Here is what you need to know:
Hedge fund managers can make money by predicting that a stock will perform poorly. The way that they do this is a little complex, but we will break it down for you.
Let’s say that we have a hedge fund manager named Jimmy. Jimmy is looking at a stock called ABC (of no relation to Amerisource Bergen Corp). Let’s say that the stock is sitting at $100 and Jimmy has a feeling that the price is going to drop over the next month. Jimmy is going to borrow that stock from a broker, pay a small service fee, and then try to sell it to someone else. At the end of the term, in this case a month, Jimmy is going to have to return that stock to the broker for the price that he borrowed it at.
The person that Jimmy sold the stock to has given Jimmy $100 for the borrowed stock. Jimmy, predicting that the stock’s price is going to fall, will then buy back that stock just before he is scheduled to return it. If all goes according to plan, Jimmy buys back the stock at a lower price than what he sold it for. Were he to buy back the stock at, say $30, Jimmy has just cleared $70 per stock that he was betting on. He returns the stocks back to the broker, and he keeps the profits.
That’s hedge fund management in a nutshell.
Now, Game Stop is a company that is known for buying video games and video game related items for cheap and selling them, used, to consumers for a marked up price. It’s a win/win business model as the company collects a profit off of every sale and the consumer gets to play games for much less than they would if they were to pay the full retail price for a brand new game. Gamers, who are tired of their old games, can sell back what they don’t play and put the money towards getting new games.
In September, just before the release of the latest Playstation console, the Playstation 5, some users on Reddit noticed that the price of Game Stop was sitting at around $4-5 per share. This might be explainable as many people who play video games buy digital versions of their games rather than purchasing physical discs. Much like Blockbuster went the way of the dinosaur as people began streaming their movies, some have been predicting that Game Stop’s business model is unsustainable.
This might be a good time to buy, Redditors suggested, because the release of the new console would mean that the price of Game Stop shares could rise. In the stock market, good practice is to buy low and sell high.
A large number of regular Joes then flooded the stock market with purchases of Game Stop stock, driving up the price of the stock. What started as an effort to make a little money on the side turned into an attack on the wallets of hedge fund managers who make money off of short selling stocks.
Towards the end of January, Game Stop stock was closing out at over $300. The plan had reportedly made some members of the Reddit community millionaires overnight.

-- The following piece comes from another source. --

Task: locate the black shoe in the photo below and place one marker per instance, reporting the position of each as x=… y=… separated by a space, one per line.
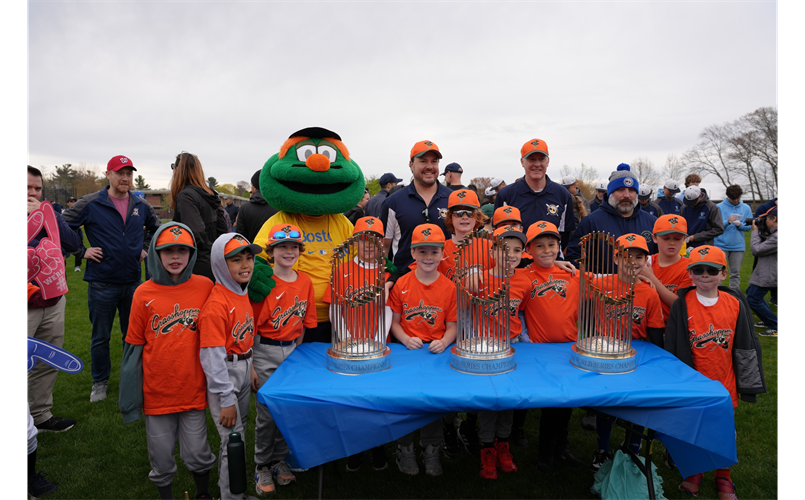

Now, let’s go back to our hedge fund manager, Jimmy. Jimmy borrows Game Stop stock with the expectation that the price is going to continue to decrease. When Redditors drove up the price of the stock, Jimmy still needs to buy back the stock at whatever price it is at and return it to the broker that he borrowed it from.
For example, if Jimmy bought 6 shares at $20, he must sell those shares back to the broker at $20 per share at the end of his borrowing term. Should his term end while the stock is over $300, Jimmy is now out at least $280 per share. At six shares, he has just suffered a loss of $1,680.
To make matters worse, for Jimmy, the Reddit community was calling for its members to hang on to their shares and not sell in order to sustain the high price of the stocks and/or drive the price up further. Multiple memes were created to promote the idea of holding:
While that is bad news enough for Jimmy, think about the fact that many hedge fund managers deal with large numbers of shares at a time. Think about our example of six shares and then multiply that buy thousands or even millions of shares.
It is estimated that Wall Street hedge fund managers lost billions of dollars with the “Game Stonk” situation.
Members of the community have already made plans to repeat the event with other stocks.